In vivo experiments are strongly recommended to verify NPs’ behavior in a complex environment; the optimal way to assess the efficacy of drug-loaded NPs is represented by observation of tumor growth arrest and a reduction in its burden. Therefore, the ZF embryo represents an interesting animal model considering that it embodies a versatile platform for xenotransplantation without risk of rejection. On the other hand, this feature also represents a limitation. Indeed, due to the lack of an adaptative immune system in this developmental stage, which is a difference from other, more complex animal models, such as mice and rats, ZF embryos do not allow us to evaluate the key role of adaptive immunity in the tumor microenvironment and cancer progression [
7].
A diffused model of ALL is obviously a more realistic scenario; however, to better quantify the effect of drug-loaded NPs, a localized one is recommended. Therefore, a localized xenograft model was set up by injecting cells in the perivitelline space (at the margin between the yolk sac and the embryonic cell mass). The model clearly allowed the visualization of tumor cells localized in the ventral thoracic area and the verification of the tumor’s dimensions through the fluorescent signal given by viable cells.

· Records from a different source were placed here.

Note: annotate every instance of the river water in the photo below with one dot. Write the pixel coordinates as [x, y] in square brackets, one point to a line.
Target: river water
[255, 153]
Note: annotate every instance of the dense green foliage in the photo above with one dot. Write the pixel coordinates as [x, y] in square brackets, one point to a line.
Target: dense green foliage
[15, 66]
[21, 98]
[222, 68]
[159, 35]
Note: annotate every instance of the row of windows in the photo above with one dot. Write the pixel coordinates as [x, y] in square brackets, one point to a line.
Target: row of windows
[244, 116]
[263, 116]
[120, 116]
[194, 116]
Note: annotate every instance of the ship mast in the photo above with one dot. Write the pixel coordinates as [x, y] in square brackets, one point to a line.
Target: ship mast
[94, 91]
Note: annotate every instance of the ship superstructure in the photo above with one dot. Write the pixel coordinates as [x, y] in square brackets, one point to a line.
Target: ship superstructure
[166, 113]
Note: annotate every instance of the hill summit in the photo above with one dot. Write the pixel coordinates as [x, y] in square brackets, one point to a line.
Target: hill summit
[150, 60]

For what concerns the treatment of ALL, anthracyclines are a well-known class of chemotherapeutics that act mainly by intercalating DNA and interfering with DNA metabolism and RNA production. Two major dose-limiting toxicities of anthracyclines include myelosuppression and cardiotoxicity [
26]. The PEGylated liposomal doxorubicin formulation “Doxil” was the first US Food and Drug Administration (FDA)-approved liposome chemotherapeutic agent in 1995. It has shown highly selective tumor localization and excellent pharmacokinetic properties in clinical applications. Starting from this point, anthracyclines were chosen as candidates to be encapsulated inside nano-devices. Among anthracyclines, doxorubicin is widely used; however, its clinical use is restricted due to the severe risk to develop cardiotoxicity [
26]. To specifically address this point, PLGA-PVA NPs loaded with doxorubicin were produced; their in vitro characterization demonstrated that the features of the NPs were not influenced by the presence of the drug in the core and that the cytotoxic activity of the drug was also maintained after its loading into the nano-devices.

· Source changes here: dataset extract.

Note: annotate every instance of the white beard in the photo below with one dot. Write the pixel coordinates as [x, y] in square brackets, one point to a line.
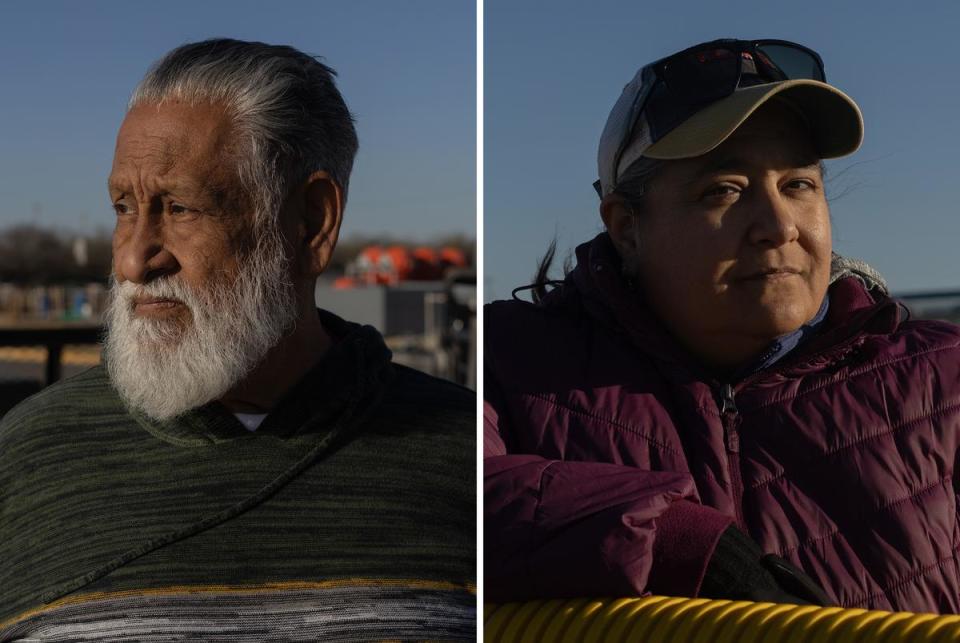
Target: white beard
[164, 369]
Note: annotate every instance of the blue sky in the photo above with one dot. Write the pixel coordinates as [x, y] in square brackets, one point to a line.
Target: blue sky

The therapeutic efficacy of drug-loaded NPs was easily verified in a localized model of human leukemia in ZF embryos. It was possible to immediately visualize the local distribution of the cells and to measure the tumor burden. The potential therapeutic effect of drug-loaded NPs was obtained in only 24 h. Tumor-bearing ZF embryos were analyzed immediately after the injection of NPs and 24 hpi through fluorescence microscopy. The variation of the fluorescent signal highlights that the tumor burden in ZF that received drug-loaded NPs was reduced by more than 85% in comparison with ZF treated with NPs. Therefore, these data confirm the safety of the polymers in vivo and the therapeutic efficacy of drug-loaded NPs in a localized model of B-cell malignancy.